Affliction is a school of virtue; it corrects levity, and interrupts the confidence of sinning.
It is little the sign of a wise or good man, to suffer temperance to be transgressed in order to purchase the repute of a generous entertainer.
A just and wise magistrate is a blessing as extensive as the community to which he belongs; a blessing which includes all other blessings whatsoever that relate to this life.
The priesthood hath in all nations, and all religions, been held highly venerable.
He who performs his duty in a station of great power must needs incur the utter enmity of many, and the high displeasure of more.
Nothing can be reckoned good or bad to us in this life, any further than it indisposes us for the enjoyment of another.
Those good men who take such pleasure in relieving the miserable for Christ's sake, would not have been less forward to minister onto Christ Himself.
There is a variety in tempers of good men.
The greater absurdities are, the more strongly they evince the falsity of that supposition from whence they flow.
They who are not induced to believe and live as they ought by those discoveries which God hath made in Scriptures would stand out against any evidence whatever, even that of a messenger sent express from the other world.
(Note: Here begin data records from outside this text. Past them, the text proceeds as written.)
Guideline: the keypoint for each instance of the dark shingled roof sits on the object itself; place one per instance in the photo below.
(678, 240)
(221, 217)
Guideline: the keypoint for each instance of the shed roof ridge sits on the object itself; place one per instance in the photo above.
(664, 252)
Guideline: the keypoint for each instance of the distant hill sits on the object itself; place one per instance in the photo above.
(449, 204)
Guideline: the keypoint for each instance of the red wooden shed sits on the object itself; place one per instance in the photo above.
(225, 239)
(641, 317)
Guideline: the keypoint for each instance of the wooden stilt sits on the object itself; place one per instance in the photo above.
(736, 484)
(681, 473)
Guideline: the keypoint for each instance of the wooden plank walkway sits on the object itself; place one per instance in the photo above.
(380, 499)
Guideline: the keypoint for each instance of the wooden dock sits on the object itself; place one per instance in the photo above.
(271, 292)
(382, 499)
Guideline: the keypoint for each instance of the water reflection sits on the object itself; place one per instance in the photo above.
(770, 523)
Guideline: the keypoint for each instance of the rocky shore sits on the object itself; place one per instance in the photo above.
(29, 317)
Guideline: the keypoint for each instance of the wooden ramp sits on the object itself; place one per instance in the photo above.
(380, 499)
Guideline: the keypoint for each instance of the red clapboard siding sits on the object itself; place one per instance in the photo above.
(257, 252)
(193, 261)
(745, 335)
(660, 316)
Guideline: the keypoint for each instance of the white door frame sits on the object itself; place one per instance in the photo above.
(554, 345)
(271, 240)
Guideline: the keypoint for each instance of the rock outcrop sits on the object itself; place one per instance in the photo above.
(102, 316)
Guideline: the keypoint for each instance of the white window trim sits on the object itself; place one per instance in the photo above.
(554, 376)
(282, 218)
The practice of all ages and all countries (whether Christian or heathen, polite or barbarous) hath been ... to do honour to those who are invested with public authority.
Should we grieve over a little misplaced charity, when an all knowing, all wise Being showers down every day his benefits on the unthankful and undeserving?
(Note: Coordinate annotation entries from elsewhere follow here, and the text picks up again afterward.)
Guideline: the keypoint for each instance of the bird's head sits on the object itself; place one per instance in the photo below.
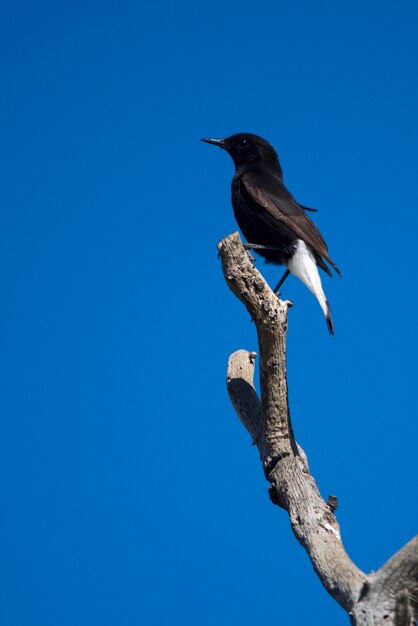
(247, 149)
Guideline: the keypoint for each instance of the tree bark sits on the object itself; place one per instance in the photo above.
(389, 596)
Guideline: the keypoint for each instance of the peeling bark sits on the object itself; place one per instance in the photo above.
(389, 596)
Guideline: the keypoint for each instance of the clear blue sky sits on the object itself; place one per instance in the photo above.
(130, 493)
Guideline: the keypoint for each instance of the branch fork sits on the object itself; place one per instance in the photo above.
(389, 596)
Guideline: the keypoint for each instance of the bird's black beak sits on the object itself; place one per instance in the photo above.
(216, 142)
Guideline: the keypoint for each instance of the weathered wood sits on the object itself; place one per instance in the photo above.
(389, 596)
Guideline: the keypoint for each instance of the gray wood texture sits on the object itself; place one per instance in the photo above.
(389, 596)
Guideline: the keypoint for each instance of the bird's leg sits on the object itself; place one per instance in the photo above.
(281, 281)
(256, 246)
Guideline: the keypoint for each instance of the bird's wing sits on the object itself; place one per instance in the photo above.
(280, 204)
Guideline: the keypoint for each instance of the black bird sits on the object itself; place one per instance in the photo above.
(270, 219)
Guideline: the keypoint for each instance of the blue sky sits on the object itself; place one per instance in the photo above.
(130, 492)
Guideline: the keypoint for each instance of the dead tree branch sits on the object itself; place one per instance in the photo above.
(390, 596)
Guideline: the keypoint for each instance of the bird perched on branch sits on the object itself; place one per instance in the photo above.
(273, 223)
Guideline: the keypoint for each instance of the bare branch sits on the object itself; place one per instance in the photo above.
(389, 596)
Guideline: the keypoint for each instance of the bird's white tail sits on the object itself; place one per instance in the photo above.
(302, 264)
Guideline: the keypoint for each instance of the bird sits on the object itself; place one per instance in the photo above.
(274, 224)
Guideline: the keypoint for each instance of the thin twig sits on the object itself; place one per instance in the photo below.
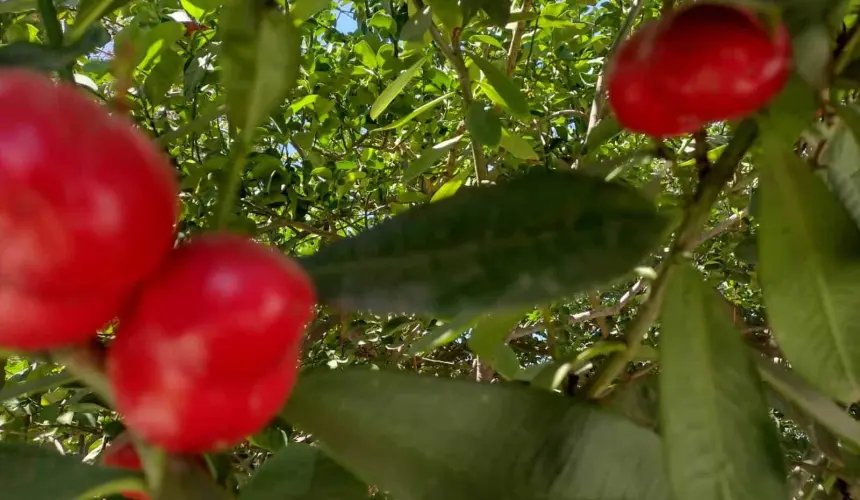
(686, 238)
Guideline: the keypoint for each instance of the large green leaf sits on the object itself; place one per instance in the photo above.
(428, 157)
(35, 473)
(302, 472)
(47, 58)
(492, 247)
(260, 60)
(719, 441)
(484, 124)
(394, 89)
(488, 340)
(813, 403)
(415, 113)
(427, 438)
(512, 96)
(809, 268)
(842, 158)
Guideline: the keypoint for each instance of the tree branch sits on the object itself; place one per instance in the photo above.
(685, 240)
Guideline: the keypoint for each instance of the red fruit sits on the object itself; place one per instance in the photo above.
(192, 27)
(208, 352)
(31, 322)
(122, 455)
(704, 63)
(87, 203)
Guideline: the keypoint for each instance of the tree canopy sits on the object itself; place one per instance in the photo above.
(519, 298)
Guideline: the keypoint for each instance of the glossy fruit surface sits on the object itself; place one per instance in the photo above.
(207, 354)
(704, 63)
(87, 203)
(30, 322)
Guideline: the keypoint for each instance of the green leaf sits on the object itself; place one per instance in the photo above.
(605, 129)
(415, 113)
(46, 58)
(90, 11)
(394, 89)
(428, 157)
(37, 473)
(448, 12)
(487, 39)
(842, 158)
(164, 75)
(821, 408)
(480, 249)
(416, 26)
(809, 271)
(517, 146)
(488, 340)
(451, 187)
(302, 10)
(302, 472)
(499, 11)
(260, 61)
(513, 97)
(484, 124)
(712, 405)
(428, 438)
(443, 334)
From mere success nothing can be concluded in favor of any nation upon whom it is bestowed.
A very prosperous people, flushed with great victories and successes, are seldom so pious, so humble, so just, or so provident as to perpetuate their happiness.
Luther deters me from solitariness; but he does not mean from a sober solitude that rallies our scattered strengths and prepares us against any new encounter from without.
A sturdy, hardened sinner shall advance to the utmost pitch of impiety, with less reluctance than he took the first step while his conscience was yet vigilant and tender.
A good man not only forbears those gratifications which are forbidden by reason and religion, but even restrains himself in unforbidden instances.
Few consider how much we are indebted to government, because few can represent how wretched mankind would be without it.
If God be infinitely holy, just, and good, He must take delight in those creatures that resemble Him most in these perfections.
What we employ in charitable uses during our lives is given away from ourselves; what we bequeath at our death is given from others only, as our nearest relations.